Canadá : Une nouvelle porte pour les voitures électriques chinoises
Le Canada devient rapidement la porte d’entrée des fabricants chinois de voitures électriques en Amérique du Nord. Des entreprises comme BYD, Geely et Chery préparent leur arrivée sur le marché canadien, suscitant des inquiétudes à Washington.
Un accord commercial décisif
En janvier, le gouvernement de Mark Carney a signé un accord commercial avec la Chine, ce qui a permis de réduire les droits de douane sur les véhicules électriques chinois de 100% à 6,1%. En échange, Pékin a accepté de diminuer ses tarifs sur certains produits agricoles canadiens. Cet accord pourrait permettre l’entrée de jusqu’à 49 000 voitures électriques chinoises par an, et potentiellement 70 000 d’ici cinq ans.
Les marques qui s’installent
Selon l’entreprise de conseil DSMA, trois marques se distinguent : BYD, Geely et Chery. Ces entreprises travaillent à la certification de leurs véhicules, à la mise en place de réseaux de distribution et à la recherche de partenaires financiers locaux. Les premiers véhicules pourraient arriver dès la fin de 2026.

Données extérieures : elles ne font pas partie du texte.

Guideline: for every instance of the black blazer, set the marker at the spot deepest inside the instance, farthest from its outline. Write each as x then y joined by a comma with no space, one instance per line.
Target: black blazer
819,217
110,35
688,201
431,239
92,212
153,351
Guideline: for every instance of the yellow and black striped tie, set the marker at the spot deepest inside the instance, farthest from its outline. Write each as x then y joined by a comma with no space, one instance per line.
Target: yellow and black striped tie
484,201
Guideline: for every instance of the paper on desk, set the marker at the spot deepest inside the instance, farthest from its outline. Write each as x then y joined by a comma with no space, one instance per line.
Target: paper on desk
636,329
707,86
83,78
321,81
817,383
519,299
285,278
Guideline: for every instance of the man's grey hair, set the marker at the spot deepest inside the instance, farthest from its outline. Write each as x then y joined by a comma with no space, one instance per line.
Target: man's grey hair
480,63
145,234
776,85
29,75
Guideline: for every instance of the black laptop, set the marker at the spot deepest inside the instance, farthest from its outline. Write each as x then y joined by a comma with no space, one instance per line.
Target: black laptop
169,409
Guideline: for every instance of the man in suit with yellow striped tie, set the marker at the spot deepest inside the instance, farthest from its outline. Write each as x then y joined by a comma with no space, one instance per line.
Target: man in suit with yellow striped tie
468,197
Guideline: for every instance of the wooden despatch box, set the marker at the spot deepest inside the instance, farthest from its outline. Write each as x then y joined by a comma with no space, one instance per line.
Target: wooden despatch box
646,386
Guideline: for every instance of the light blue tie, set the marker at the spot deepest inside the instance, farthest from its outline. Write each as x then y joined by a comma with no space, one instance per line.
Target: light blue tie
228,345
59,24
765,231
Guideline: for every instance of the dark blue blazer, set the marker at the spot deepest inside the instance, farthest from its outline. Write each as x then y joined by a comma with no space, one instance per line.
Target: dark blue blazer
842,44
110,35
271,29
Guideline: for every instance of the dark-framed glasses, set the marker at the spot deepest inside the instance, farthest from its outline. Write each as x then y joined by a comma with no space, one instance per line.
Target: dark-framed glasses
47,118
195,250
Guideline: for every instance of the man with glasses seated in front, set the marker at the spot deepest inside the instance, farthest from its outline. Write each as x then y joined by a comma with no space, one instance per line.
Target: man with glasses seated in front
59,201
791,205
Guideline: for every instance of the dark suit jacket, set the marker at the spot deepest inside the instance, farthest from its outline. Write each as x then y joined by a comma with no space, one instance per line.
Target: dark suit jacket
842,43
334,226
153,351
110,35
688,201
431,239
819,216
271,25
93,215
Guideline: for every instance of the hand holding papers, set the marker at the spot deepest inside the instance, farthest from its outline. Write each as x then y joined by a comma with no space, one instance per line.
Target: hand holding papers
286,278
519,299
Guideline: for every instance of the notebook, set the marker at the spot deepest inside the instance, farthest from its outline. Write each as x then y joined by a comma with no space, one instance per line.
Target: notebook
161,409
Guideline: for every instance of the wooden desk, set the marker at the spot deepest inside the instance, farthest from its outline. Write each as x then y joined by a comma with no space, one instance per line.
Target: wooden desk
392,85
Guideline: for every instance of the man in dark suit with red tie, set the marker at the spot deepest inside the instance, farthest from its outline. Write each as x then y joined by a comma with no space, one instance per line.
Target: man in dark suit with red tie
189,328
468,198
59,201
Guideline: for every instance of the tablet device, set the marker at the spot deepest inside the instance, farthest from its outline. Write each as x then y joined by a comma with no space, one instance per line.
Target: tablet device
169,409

- BYD prévoit d’établir 20 concessionnaires dans un premier temps, en commençant par Toronto, puis en s’étendant à Vancouver, Montréal et Calgary. La marque envisage également la construction d’une usine de production au Canada.
- Geely attend actuellement la certification pour ses véhicules. Bien qu’elle soit déjà présente en Amérique du Nord à travers Volvo et Polestar, Zeekr serait sa première marque chinoise à entrer sur le marché canadien.
- Chery recrute du personnel au Canada et a enregistré plusieurs marques, dont Omoda et Exeed. L’entreprise explore des opportunités de partenariat avec des acteurs locaux.
Délais de mise sur le marché
Un accord commercial ne garantit pas une arrivée immédiate des véhicules. Le consultant du secteur, Stephen Beatty, a souligné que le processus de certification pourrait prendre un an ou plus. Les marques comme Tesla, déjà préparées, ainsi que Volvo et Polestar, pourraient être les premières à s’imposer sur le marché.
Les préoccupations de Washington
Washington considère cet accord comme “problématique”, affirmant que le Canada pourrait le regretter. Si les fabricants chinois réussissent à s’implanter au Canada, le marché américain, qui est leur objectif ultime, pourrait être plus accessible.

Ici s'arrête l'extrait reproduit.